Questo non vuol dire che, prima di partire, uno dovrebbe sapere in anticipo quali effetti sul sistema avrà il proprio impegno. Vuol semplicemente dire che mentre uno lavora per il bene dell’umanità, non può trascurare le cause oggettive che la rendono schiava di poche forze senza scrupoli. E’ stato un gravissimo errore degli scienziati non essersi chiesti a tempo debito quali avrebbero potuto essere le conseguenze della scissione dell’atomo.
La morale è una cosa, la politica un’altra, non nel senso che noi occidentali abbiamo dato a questa distinzione, secondo cui una buona politica difficilmente si basa su una buona morale, ma nel senso che la politica è quella scienza che permette di andare oltre le questioni meramente soggettive (il proprio impegno personale, la propria dedizione all’altrui bisogno ecc.).
Bisogna saper guardare le cose oggettivamente (che non vuol affatto dire “con distacco” o “freddezza” o “cinismo”), per cercare di commettere meno errori possibile, e anche per evitare d’illudersi sull’efficacia delle proprie iniziative personali, ovvero per evitare di accusare le istituzioni quando, secondo noi, mostrano di non capirci. Spesso si recrimina fino al punto in cui, per ripicca, si smette di compiere qualunque opera di bene.
Più che alle istituzioni, che rappresentano il potere che va combattuto, bisogna rivolgersi alle masse, alle classi, agli strati sociali, portandoli, con l’esempio di una pratica differente del bene, a un punto di rottura col sistema. Dal sistema, così com’è, bisogna soltanto cercare di uscire: è illusorio pensare di riformarlo. Questo ovviamente non deve impedirci di non fare distinzioni tra chi, all’interno del sistema, vuole conservare l’esistente così com’è, anche quando dice di volerlo riformare, e chi pratica o almeno sostiene teoricamente una politica più vicina agli ideali dell’umanesimo laico e del socialismo democratico.

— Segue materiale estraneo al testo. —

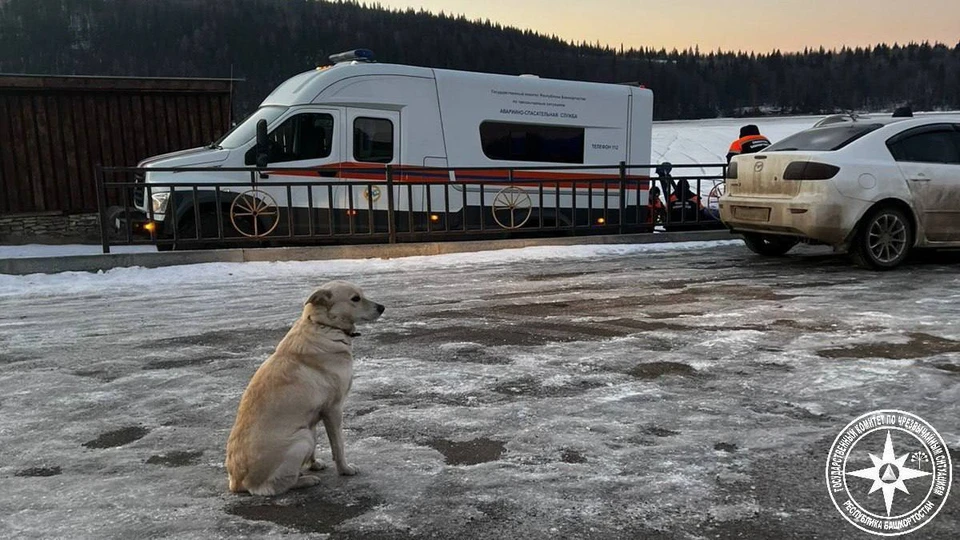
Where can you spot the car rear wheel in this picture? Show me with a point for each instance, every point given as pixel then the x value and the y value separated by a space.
pixel 768 244
pixel 883 240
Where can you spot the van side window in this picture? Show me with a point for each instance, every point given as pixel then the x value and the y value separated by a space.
pixel 301 137
pixel 373 140
pixel 941 146
pixel 530 142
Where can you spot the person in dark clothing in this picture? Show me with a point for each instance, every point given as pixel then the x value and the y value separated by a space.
pixel 750 141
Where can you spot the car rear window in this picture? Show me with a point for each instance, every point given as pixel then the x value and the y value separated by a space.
pixel 827 138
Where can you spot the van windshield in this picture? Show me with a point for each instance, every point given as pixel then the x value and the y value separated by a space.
pixel 247 130
pixel 827 138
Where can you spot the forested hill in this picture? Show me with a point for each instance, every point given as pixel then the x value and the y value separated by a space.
pixel 267 41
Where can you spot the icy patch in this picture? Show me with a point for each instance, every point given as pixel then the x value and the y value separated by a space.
pixel 80 282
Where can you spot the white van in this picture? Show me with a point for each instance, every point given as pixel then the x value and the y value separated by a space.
pixel 347 121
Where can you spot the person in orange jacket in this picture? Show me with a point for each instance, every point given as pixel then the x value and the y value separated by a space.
pixel 750 141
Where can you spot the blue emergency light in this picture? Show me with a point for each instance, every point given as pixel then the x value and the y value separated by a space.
pixel 359 55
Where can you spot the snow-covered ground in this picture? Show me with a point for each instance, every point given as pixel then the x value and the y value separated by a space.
pixel 45 250
pixel 581 392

Noi dobbiamo porre le basi di un sistema di vita i cui valori fondanti siano totalmente alternativi a quelli che reggono l’attuale sistema. E i due principali valori sono la libertà di coscienza e l’autoconsumo. L’uno viene garantito dall’altro, reciprocamente. Entrambi prevedono la scomparsa dello Stato. Infatti uno Stato che si fa garante della libertà di coscienza, eo ipso la viola, e uno Stato non può garantire l’autoconsumo, visto che la sua nascita è strettamente collegata a quella del mercato. La libertà di coscienza può essere solo autogarantita da un collettivo indipendente sul piano materiale.